In Japan, ruling-party hardliner Sanae Takaichi owes
her ascension to
the same xenophobic formula. But with a birthrate in
freefall and an aging population,
Japan will also soon need foreign workers to sustain its economy.
Were a time traveler from the 1930s to find themselves in
the modern day, they’d be forgiven for thinking that the extremist ideologies of
their own era had simply been given a fresh coat of paint.
The belief is simple: if we remove enough of them,
everything for us will start working again.
This fantasy assumes that there’s a healthy, self-sustaining
system buried beneath the pain of the status quo — but there isn’t. There’s no
hidden prosperity waiting to emerge once the “outsiders” are gone.

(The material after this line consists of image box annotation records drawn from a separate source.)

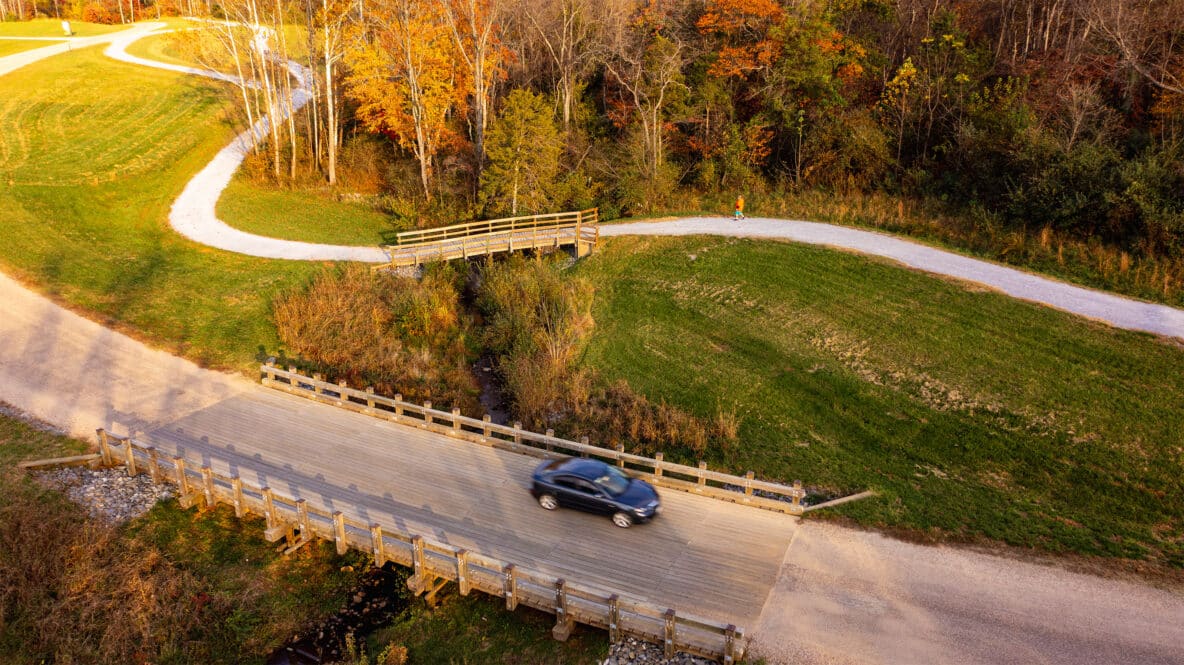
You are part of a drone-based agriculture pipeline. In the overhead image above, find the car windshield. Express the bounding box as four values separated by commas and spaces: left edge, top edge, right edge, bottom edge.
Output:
596, 466, 629, 497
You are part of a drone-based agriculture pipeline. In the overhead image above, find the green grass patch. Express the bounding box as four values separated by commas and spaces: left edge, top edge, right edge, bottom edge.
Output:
0, 19, 131, 37
127, 33, 201, 67
0, 38, 60, 58
218, 175, 403, 246
0, 49, 318, 368
367, 593, 609, 665
578, 238, 1184, 567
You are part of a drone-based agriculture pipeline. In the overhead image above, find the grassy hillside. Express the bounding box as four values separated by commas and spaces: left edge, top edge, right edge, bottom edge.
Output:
578, 238, 1184, 567
0, 19, 130, 37
0, 49, 318, 367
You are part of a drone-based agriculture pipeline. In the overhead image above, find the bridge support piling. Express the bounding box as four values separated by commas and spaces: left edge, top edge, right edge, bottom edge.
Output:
609, 594, 620, 644
662, 608, 674, 658
201, 464, 218, 510
95, 427, 115, 467
723, 624, 736, 665
456, 549, 471, 595
148, 446, 163, 485
333, 510, 349, 556
230, 476, 246, 517
123, 437, 137, 476
371, 522, 386, 568
407, 535, 427, 595
551, 577, 574, 641
502, 563, 517, 612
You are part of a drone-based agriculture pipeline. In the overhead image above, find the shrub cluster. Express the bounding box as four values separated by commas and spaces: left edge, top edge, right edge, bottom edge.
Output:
274, 265, 478, 411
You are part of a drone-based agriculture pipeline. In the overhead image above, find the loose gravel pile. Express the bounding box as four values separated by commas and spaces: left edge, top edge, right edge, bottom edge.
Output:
600, 638, 716, 665
36, 466, 173, 524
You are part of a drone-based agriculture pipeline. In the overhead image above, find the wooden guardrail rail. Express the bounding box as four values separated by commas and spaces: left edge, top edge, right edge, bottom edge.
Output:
375, 208, 600, 270
97, 430, 747, 665
260, 363, 805, 515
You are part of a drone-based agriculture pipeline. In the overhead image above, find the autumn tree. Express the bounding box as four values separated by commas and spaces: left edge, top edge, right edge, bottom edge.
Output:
346, 0, 464, 200
310, 0, 355, 185
604, 5, 691, 202
481, 90, 562, 215
442, 0, 509, 179
522, 0, 612, 133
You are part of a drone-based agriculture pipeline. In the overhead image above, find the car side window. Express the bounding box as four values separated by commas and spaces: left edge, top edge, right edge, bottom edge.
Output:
555, 476, 587, 492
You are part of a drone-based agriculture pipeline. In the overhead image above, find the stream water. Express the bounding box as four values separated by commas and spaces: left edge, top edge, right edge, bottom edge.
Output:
268, 563, 407, 665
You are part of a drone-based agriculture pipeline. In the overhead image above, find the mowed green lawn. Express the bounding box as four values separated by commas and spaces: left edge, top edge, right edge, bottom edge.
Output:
0, 47, 318, 368
578, 238, 1184, 567
0, 38, 60, 58
0, 19, 131, 37
218, 175, 401, 246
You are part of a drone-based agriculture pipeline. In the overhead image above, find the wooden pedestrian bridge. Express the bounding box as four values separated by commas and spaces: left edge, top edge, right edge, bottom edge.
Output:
32, 363, 847, 663
374, 208, 600, 270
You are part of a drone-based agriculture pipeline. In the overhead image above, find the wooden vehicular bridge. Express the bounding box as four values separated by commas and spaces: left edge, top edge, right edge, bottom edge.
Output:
30, 363, 813, 663
375, 208, 600, 270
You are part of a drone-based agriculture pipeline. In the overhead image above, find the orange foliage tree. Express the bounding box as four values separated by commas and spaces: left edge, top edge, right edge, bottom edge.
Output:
346, 0, 466, 200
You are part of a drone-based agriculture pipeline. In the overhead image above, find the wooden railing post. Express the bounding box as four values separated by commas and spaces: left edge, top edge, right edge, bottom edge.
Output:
95, 427, 115, 466
371, 522, 386, 568
502, 563, 517, 612
407, 535, 427, 595
456, 549, 469, 595
148, 446, 163, 485
201, 464, 218, 508
333, 510, 349, 556
296, 498, 313, 542
551, 577, 572, 641
609, 594, 620, 644
123, 437, 136, 476
262, 488, 279, 529
173, 457, 189, 497
230, 476, 246, 517
662, 608, 675, 658
723, 624, 736, 665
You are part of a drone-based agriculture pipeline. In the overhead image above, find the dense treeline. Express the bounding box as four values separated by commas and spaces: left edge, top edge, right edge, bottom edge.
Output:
9, 0, 1184, 257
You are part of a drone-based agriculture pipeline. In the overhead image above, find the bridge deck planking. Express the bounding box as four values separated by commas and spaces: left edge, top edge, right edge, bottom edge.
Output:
139, 388, 796, 626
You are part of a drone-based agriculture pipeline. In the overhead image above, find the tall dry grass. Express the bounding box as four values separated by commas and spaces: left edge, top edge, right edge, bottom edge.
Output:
274, 266, 478, 411
477, 257, 739, 453
0, 470, 204, 664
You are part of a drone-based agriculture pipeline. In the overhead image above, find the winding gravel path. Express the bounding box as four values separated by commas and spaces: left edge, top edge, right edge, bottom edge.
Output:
16, 24, 1184, 338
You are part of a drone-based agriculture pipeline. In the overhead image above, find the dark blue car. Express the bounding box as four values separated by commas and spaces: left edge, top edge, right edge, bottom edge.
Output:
530, 457, 662, 528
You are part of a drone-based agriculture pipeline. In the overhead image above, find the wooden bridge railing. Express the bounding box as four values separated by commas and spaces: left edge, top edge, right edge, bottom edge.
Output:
394, 208, 599, 246
260, 363, 805, 515
374, 208, 600, 270
97, 430, 747, 665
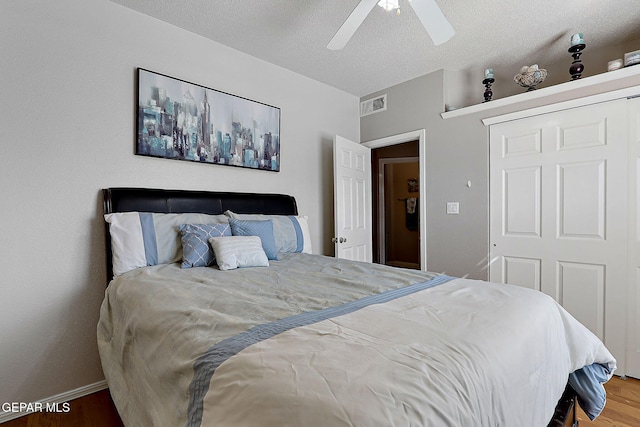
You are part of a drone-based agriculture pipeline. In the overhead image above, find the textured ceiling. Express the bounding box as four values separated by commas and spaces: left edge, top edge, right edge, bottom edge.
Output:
111, 0, 640, 96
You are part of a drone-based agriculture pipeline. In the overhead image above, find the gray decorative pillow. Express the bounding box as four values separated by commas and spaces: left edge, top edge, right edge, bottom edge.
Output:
180, 224, 231, 268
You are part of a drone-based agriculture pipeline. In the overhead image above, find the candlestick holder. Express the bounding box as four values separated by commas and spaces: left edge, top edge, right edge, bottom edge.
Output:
482, 78, 495, 102
569, 43, 587, 80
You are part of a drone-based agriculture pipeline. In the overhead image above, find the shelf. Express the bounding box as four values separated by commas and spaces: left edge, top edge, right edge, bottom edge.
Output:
440, 66, 640, 119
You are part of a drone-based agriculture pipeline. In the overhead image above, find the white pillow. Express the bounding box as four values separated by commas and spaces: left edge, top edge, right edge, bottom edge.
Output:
209, 236, 269, 270
104, 212, 229, 276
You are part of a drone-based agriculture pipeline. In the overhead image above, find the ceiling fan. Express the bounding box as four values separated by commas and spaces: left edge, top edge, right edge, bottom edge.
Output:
327, 0, 455, 50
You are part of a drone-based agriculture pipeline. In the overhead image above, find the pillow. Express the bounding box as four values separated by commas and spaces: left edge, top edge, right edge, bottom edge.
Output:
104, 212, 229, 276
225, 211, 311, 254
229, 218, 278, 259
209, 236, 269, 270
179, 224, 231, 268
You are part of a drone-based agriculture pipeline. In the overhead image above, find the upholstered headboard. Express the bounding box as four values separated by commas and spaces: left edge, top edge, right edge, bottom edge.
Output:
102, 188, 298, 280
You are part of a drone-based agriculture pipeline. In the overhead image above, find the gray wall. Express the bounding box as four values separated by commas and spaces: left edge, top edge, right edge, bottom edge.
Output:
0, 0, 360, 408
360, 70, 488, 279
360, 41, 640, 280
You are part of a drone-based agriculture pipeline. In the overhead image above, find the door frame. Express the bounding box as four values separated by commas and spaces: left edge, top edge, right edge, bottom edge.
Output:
362, 129, 428, 271
376, 157, 422, 264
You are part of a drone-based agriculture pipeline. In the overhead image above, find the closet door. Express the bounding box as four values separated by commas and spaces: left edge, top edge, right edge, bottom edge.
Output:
626, 98, 640, 378
489, 100, 628, 371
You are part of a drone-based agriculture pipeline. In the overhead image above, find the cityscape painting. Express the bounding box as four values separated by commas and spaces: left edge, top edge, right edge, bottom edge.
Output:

Our economy squeezes workers by design, citizen or not. The
immigrant living under threat of deportation and the citizen struggling to pay
rent share the same role in this system: labor to be exploited, not people to
be valued.
Trump and his imitators rely on turning these two into
rivals. But the spectacular failure of their efforts proves that you cannot
uplift some workers by declaring war on others.
Genuine populism means defending all workers regardless of
citizenship. And organized labor is modeling what this looks like.
Unions across the country are forming rapid-response
networks to defend undocumented workers during ICE raids, bargaining
for pro-immigrant contract
language, and backing legislation that
ensures every worker can access essential services without risking deportation.
David Huerta, president of SEIU California, was even arrested this
summer during an anti-ICE protest in Los Angeles. Labor leaders like Huerta
understand that the only way working people make meaningful gains is by
expanding who counts as “us.”
If populism has a future, it depends on bringing workers
together — not pitting them against each other.
A.J. Schumann is a writer from New Mexico and a former Henry A. Wallace Fellow at the Institute for Policy Studies. This op-ed was distributed by OtherWords.org.